Azarenka is going about winning over the Roland Garros crowd in just the right way. Working with Brittany-born Sam Sumyk who married US former player Meilen Tu (who is Vika's agent), she has a French hitting partner and medical staff and recently asked Amelie Mauresmo to join her team as a consultant. The Belarusian has even started tweeting in French!
Dominika Cibulkova is without a coach at the moment after splitting from Zelkjo Krajan. The smallest player in top 100 at 5'3", the Slovak is a former Wimbledon and US Open quarter-finalist and French Open semi-finalist, in 2009, when she reached a career high of 12th in the world.

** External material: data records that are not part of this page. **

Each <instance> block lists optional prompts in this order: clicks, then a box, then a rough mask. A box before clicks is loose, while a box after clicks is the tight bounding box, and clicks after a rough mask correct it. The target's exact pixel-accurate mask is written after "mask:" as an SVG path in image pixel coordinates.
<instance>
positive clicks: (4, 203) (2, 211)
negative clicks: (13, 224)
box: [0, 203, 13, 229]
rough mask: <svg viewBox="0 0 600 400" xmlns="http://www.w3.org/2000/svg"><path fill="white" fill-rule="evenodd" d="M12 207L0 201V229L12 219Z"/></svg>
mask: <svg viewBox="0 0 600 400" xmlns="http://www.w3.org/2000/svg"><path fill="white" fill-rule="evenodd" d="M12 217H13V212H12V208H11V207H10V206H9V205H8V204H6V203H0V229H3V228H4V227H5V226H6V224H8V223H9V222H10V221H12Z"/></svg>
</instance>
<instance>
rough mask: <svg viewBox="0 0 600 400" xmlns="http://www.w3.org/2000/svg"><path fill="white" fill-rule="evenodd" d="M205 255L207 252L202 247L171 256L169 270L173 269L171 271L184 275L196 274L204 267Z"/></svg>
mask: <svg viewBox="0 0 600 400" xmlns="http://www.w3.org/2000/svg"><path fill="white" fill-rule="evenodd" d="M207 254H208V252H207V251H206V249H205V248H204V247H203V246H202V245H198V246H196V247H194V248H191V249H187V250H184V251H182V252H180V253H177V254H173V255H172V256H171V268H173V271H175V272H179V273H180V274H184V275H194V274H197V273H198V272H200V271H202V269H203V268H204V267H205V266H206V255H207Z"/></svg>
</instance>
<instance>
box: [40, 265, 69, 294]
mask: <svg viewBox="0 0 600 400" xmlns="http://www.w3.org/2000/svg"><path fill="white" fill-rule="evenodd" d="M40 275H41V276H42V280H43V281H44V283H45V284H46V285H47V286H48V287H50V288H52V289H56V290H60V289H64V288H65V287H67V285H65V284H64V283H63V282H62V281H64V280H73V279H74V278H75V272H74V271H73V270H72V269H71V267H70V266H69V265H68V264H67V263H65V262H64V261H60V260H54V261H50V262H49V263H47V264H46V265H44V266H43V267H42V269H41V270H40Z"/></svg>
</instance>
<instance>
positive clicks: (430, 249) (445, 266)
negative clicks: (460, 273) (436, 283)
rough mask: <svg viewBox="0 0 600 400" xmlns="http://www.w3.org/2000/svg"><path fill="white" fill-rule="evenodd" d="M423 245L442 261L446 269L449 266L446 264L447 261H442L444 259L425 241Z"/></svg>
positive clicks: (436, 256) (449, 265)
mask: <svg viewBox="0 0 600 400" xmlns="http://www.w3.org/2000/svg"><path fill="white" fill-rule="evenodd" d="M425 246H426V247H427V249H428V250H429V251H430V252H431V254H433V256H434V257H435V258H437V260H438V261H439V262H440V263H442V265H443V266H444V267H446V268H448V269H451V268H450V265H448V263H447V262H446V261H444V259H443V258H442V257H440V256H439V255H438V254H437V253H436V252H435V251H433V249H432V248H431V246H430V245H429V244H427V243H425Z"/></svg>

A finalist in Barcelona back in April, Cibulkova has been ruthless in her three matches so far here this year, conceding a mere eight games in total. She comes into this match with her confidence high, knowing she has nothing to lose and much to gain. The Budapest resident loves Paris, and clay is her favourite surface. She will hope she catches Azarenka on an off-day, as Alberta Brianti did in the first round, when she came very close to upsetting the top seed.
Though Azarenka dominates their head-to-head encounters, they have shared the two matches they have played on clay, and Cibulkova also went through to the quarter-finals in Rome last month at the Belarusian’s expense. This was a result of Vika withdrawing as a result of an injury to her right shoulder – another factor which should give Dominika more than a glimmer of hope.